When using quantised variants in the FROM instruction, the naming convention is consistent across models: Q4_K_M is the recommended default for most hardware (good quality, reasonable RAM), Q5_K_M gives better quality at higher RAM cost, Q8_0 is near-lossless at roughly twice the RAM of Q4_K_M, and Q4_K_S is the smallest reasonable quantisation when RAM is the hard constraint. These can be specified directly in the FROM line as FROM llama3.2:8b-instruct-q4_K_M.
System Prompt Design for Reliable Output
The system prompt in a Modelfile is not just a description of the role — it is the primary mechanism for making model behaviour reliable and consistent. Three principles make the difference between a system prompt that works and one that the model partially ignores. First, lead with the output format constraint before anything else. Models follow format instructions more reliably when they appear at the top of the system prompt rather than buried at the end. If you need JSON output, the first sentence should say so. Second, give explicit negative constraints for the things you most want to avoid — “no markdown”, “do not add preamble”, “do not apologise” — because models have strong defaults toward these behaviours that a positive instruction alone may not suppress. Third, keep the system prompt focused on a single role. A system prompt that tries to make a model be a code reviewer, a documentation writer, and a general assistant simultaneously tends to produce inconsistent behaviour. Better to create three separate Modelfiles and run the appropriate one for each task.
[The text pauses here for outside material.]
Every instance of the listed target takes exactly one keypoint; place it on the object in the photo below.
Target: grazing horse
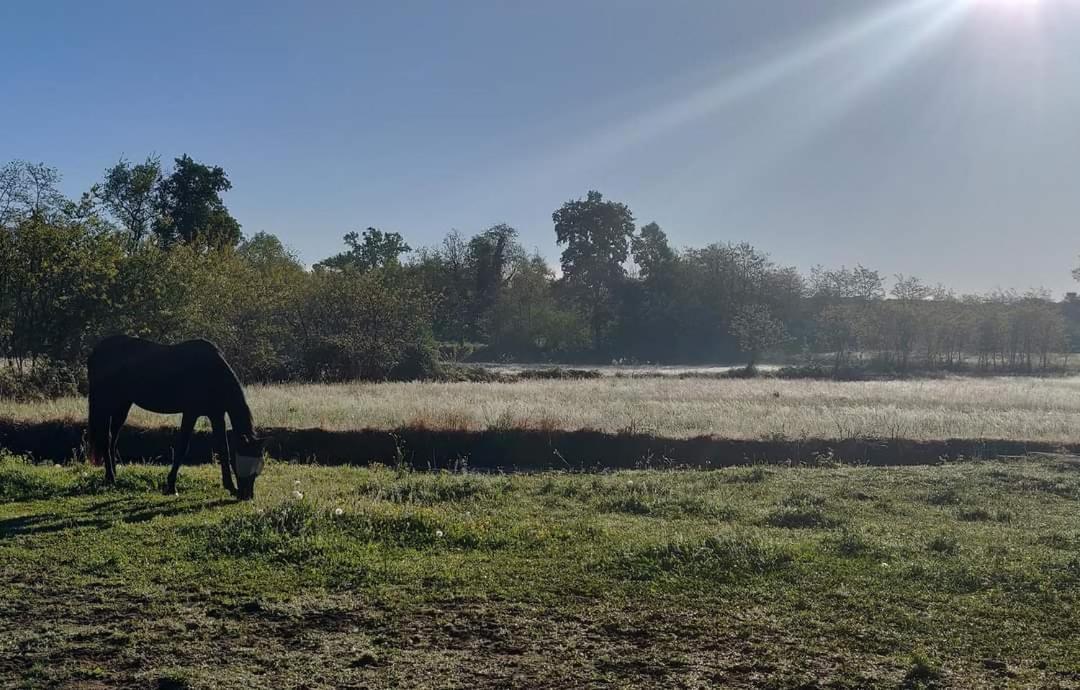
(191, 378)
Modelfiles vs Passing System Prompts at Runtime
You might wonder why a Modelfile is better than just passing a system prompt via the API or the -system flag at runtime. The answer depends on your use case. For one-off or exploratory use, runtime system prompts are more flexible — you can change them without rebuilding a model. For recurring, team-shared, or production use, Modelfiles win on several dimensions. They are version-controllable in git, shareable as a single file, executable as a named model without any flags, and produce more consistent behaviour because the parameters and system prompt are always applied together atomically. There is also a practical reproducibility advantage: a Modelfile committed to a repository guarantees that everyone on the team is using the exact same temperature, context length, stop tokens, and system prompt — no drift from someone forgetting to copy the full prompt or using a slightly different parameter.
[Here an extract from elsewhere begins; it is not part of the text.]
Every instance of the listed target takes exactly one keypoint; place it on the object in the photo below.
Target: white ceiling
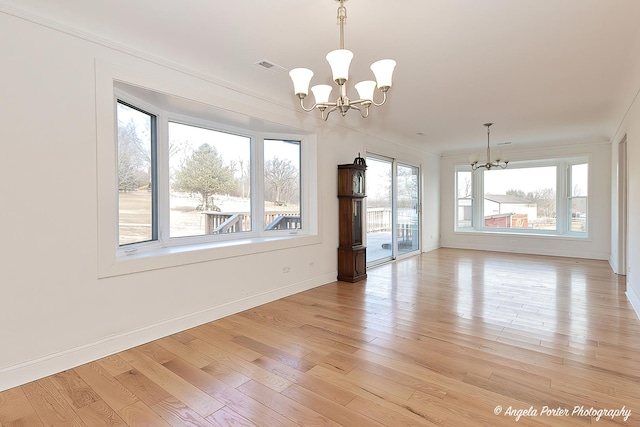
(544, 71)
For automated pipelines and scripts, Modelfiles are particularly valuable because they eliminate a category of bugs where the system prompt is accidentally omitted or truncated. When you call ollama run my-model or hit the API with model: my-model, the system prompt is guaranteed to be present regardless of how the calling code is written. This makes Modelfile-backed models substantially more reliable in production integrations than relying on application code to always pass the correct system prompt.
The practical workflow that works well for most teams is: develop and iterate on system prompts at runtime using the API or CLI, then once a prompt is stable and delivering reliable results, promote it into a Modelfile, name the model descriptively, and commit the Modelfile to the project repository. This combines the flexibility of runtime experimentation with the reliability and shareability of a Modelfile-defined model.